#!/usr/bin/env bash
# Watches a stable PSU-derived rail (default: in5 on it8628 chips) by
# learning each chip's baseline from the first BASELINE_SAMPLES and alerting
# when later samples deviate by more than DEVIATION_MV.
#
# Works for any rail that shouldn't swing under normal operation. For Vcore
# (which swings 600mV+ during P-state transitions on Threadripper) this
# approach is unsuitable — use in5 (+12V divided) or in7 (3VSB) instead.
#
# hwmon numbering is boot-order-dependent, so we resolve it per-line.
#
# Optional mitigation hook (set MITIGATE_CMD) runs when a deviation fires —
# receives the chip, value, baseline, delta on its argv.
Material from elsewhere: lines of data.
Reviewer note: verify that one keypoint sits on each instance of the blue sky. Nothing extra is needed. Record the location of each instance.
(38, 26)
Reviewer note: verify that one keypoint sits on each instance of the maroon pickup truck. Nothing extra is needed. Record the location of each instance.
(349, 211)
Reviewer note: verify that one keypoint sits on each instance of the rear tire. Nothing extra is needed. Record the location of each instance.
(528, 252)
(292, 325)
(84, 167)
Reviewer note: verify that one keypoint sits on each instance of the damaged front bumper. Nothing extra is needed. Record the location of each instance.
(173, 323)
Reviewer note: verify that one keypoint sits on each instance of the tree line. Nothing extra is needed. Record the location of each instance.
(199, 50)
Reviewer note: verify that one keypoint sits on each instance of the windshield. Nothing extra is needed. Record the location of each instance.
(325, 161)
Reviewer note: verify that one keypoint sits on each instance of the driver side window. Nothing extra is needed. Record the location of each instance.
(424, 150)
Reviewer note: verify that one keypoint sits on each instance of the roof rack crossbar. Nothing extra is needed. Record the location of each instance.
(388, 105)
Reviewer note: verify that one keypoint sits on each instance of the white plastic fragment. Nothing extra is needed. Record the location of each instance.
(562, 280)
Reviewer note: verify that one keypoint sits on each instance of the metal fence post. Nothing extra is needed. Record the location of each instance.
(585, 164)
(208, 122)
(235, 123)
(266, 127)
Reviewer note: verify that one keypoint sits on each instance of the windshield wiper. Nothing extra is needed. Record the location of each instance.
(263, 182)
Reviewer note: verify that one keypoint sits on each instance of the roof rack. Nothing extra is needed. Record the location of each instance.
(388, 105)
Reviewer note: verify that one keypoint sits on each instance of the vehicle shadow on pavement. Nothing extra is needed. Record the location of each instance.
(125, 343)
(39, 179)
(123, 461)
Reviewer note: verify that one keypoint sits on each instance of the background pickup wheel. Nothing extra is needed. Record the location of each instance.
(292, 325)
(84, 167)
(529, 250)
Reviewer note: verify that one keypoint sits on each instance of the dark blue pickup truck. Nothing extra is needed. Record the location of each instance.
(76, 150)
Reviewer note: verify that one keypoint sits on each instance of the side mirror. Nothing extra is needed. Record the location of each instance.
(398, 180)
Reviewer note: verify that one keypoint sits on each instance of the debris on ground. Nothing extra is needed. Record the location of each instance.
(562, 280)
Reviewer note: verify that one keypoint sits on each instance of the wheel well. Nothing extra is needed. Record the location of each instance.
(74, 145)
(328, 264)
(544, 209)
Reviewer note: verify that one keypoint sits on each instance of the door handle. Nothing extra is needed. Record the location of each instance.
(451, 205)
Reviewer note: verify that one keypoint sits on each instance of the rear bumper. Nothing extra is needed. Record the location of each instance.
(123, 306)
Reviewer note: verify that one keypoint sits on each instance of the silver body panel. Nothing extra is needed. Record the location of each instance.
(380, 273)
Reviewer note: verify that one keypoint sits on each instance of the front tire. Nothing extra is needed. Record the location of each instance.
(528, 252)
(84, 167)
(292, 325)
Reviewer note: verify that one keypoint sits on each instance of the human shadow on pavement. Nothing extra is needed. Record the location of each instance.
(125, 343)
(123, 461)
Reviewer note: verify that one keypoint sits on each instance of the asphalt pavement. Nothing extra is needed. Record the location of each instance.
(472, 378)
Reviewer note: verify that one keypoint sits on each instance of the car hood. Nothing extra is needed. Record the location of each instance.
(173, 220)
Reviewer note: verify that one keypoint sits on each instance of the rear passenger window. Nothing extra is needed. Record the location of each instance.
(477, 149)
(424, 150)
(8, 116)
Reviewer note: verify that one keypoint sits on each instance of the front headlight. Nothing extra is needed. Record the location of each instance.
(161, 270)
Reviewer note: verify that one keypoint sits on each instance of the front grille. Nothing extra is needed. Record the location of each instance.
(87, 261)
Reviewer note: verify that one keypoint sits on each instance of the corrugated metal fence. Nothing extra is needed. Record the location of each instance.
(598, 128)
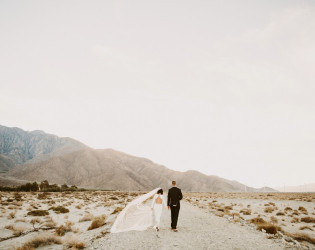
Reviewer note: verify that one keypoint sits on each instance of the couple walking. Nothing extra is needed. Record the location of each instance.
(173, 203)
(138, 216)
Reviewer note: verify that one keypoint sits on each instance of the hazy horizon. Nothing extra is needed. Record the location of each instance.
(224, 88)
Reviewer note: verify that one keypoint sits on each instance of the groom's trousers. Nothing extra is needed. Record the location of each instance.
(174, 216)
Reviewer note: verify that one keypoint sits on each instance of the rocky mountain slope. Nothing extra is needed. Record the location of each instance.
(113, 170)
(23, 146)
(5, 163)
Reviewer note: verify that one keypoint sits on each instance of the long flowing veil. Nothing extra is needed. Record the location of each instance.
(135, 216)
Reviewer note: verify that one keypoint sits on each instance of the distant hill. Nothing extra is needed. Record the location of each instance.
(22, 146)
(37, 156)
(310, 187)
(5, 163)
(110, 169)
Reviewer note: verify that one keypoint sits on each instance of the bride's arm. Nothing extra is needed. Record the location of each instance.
(153, 201)
(164, 201)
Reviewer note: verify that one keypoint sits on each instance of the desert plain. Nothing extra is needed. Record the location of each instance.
(82, 220)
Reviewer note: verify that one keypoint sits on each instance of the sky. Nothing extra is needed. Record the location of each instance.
(222, 87)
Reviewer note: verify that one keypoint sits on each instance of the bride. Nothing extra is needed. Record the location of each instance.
(157, 202)
(137, 216)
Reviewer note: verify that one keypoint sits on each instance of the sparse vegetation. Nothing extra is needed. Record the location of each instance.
(305, 227)
(301, 237)
(246, 211)
(117, 210)
(280, 213)
(38, 213)
(59, 209)
(39, 241)
(308, 219)
(63, 229)
(86, 217)
(97, 222)
(269, 209)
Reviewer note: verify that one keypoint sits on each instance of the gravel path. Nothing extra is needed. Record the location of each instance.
(196, 230)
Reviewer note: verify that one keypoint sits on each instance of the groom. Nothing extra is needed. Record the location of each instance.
(173, 198)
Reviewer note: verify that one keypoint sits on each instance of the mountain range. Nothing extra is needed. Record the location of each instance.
(36, 156)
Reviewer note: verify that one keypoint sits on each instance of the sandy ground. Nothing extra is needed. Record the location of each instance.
(206, 221)
(196, 230)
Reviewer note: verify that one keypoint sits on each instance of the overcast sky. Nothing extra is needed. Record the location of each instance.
(223, 87)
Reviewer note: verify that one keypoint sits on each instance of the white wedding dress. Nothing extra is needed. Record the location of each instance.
(135, 216)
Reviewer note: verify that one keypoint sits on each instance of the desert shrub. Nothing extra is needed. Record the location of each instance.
(246, 211)
(273, 219)
(308, 219)
(280, 213)
(97, 222)
(63, 229)
(303, 210)
(257, 220)
(40, 240)
(269, 227)
(117, 210)
(228, 207)
(268, 209)
(86, 217)
(12, 215)
(50, 222)
(38, 213)
(59, 209)
(219, 213)
(17, 196)
(295, 212)
(73, 243)
(113, 198)
(287, 209)
(295, 220)
(43, 195)
(301, 237)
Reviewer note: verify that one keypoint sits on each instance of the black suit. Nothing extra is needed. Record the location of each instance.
(173, 201)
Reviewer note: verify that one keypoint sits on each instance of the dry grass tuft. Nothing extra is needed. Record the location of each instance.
(269, 227)
(301, 237)
(117, 210)
(257, 220)
(40, 240)
(269, 209)
(280, 213)
(308, 219)
(86, 217)
(97, 222)
(288, 209)
(306, 227)
(12, 215)
(273, 219)
(59, 210)
(246, 211)
(73, 243)
(63, 229)
(295, 220)
(38, 213)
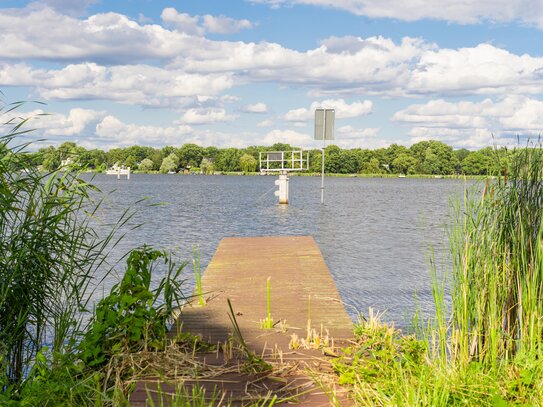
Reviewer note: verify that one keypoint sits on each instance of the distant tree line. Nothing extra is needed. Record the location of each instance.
(426, 157)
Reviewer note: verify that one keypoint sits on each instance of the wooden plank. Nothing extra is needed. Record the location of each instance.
(302, 288)
(302, 291)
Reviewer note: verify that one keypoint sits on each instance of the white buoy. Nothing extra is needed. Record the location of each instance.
(282, 182)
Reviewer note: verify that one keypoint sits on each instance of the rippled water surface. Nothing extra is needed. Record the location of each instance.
(374, 233)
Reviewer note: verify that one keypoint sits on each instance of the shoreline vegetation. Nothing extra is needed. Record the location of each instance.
(56, 348)
(432, 158)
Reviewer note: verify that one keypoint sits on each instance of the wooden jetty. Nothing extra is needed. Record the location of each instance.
(305, 304)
Use to auto-throttle
# GPU power or CPU governor as an emergency response.

set -o pipefail

LOG="${HOME}/apricot-crash.log"
ALERTS="${HOME}/apricot-rail-alerts.log"

: "${DEVIATION_MV:=30}"
: "${BASELINE_SAMPLES:=20}"
: "${RAIL_KEY:=in5}"
: "${CHIP_REGEX:=it8628/hwmon[0-9]+}"
: "${MITIGATE_CMD:=}"

printf '=== rail-watchdog start %s key=%s deviation=%smV baseline_samples=%s chip=%s mitigate=%s ===\n' \
    "$(date --iso-8601=ns)" "$RAIL_KEY" "$DEVIATION_MV" "$BASELINE_SAMPLES" "$CHIP_REGEX" "${MITIGATE_CMD:-<none>}" >> "$ALERTS"

emit() {
    local ts msg="$*"
    ts=$(date --iso-8601=ns)
    printf '%s [WARN] %s\n' "$ts" "$msg" | tee -a "$ALERTS" >&2
}

info() {
    local ts msg="$*"
    ts=$(date --iso-8601=ns)
    printf '%s [INFO] %s\n' "$ts" "$msg" >> "$ALERTS"
}

declare -A seen_count
declare -A baseline
declare -A buffer

chip_re="($CHIP_REGEX)"
val_re=" ${RAIL_KEY}=([0-9]+)$"

median_of() {
    printf '%s\n' $1 | sort -n | awk -v n=$(wc -w <<< "$1") 'NR==int((n+1)/2){print;exit}'
}

tail -F -n 0 "$LOG" 2>/dev/null | while IFS= read -r line; do
    [[ "$line" =~ $chip_re ]] || continue
    chip="${BASH_REMATCH[1]}"
    [[ "$line" =~ $val_re ]] || continue
    val="${BASH_REMATCH[1]}"
    src_ts="${line%% *}"

    n="${seen_count[$chip]:-0}"
    n=$(( n + 1 ))
    seen_count[$chip]=$n

    if (( n <= BASELINE_SAMPLES )); then
        buffer[$chip]="${buffer[$chip]:+${buffer[$chip]} }$val"
        if (( n == BASELINE_SAMPLES )); then
            b=$(median_of "${buffer[$chip]}")
            baseline[$chip]=$b
            info "baseline_learned chip=${chip} key=${RAIL_KEY} baseline=${b}mV samples=${BASELINE_SAMPLES}"
            unset 'buffer[$chip]'
        fi
        continue
    fi

    b="${baseline[$chip]}"
    dev=$(( val - b ))
    (( dev < 0 )) && dev=$(( -dev ))
    if (( dev > DEVIATION_MV )); then
        emit "rail_deviation chip=${chip} key=${RAIL_KEY} val=${val}mV baseline=${b}mV |Δ|=${dev}mV at=${src_ts}"
        if [[ -n "$MITIGATE_CMD" ]]; then
            # Detach mitigation so a slow command can't block alert delivery.
            "$MITIGATE_CMD" "$chip" "$val" "$b" "$dev" "$src_ts" >> "$ALERTS" 2>&1 &
        fi
    fi
done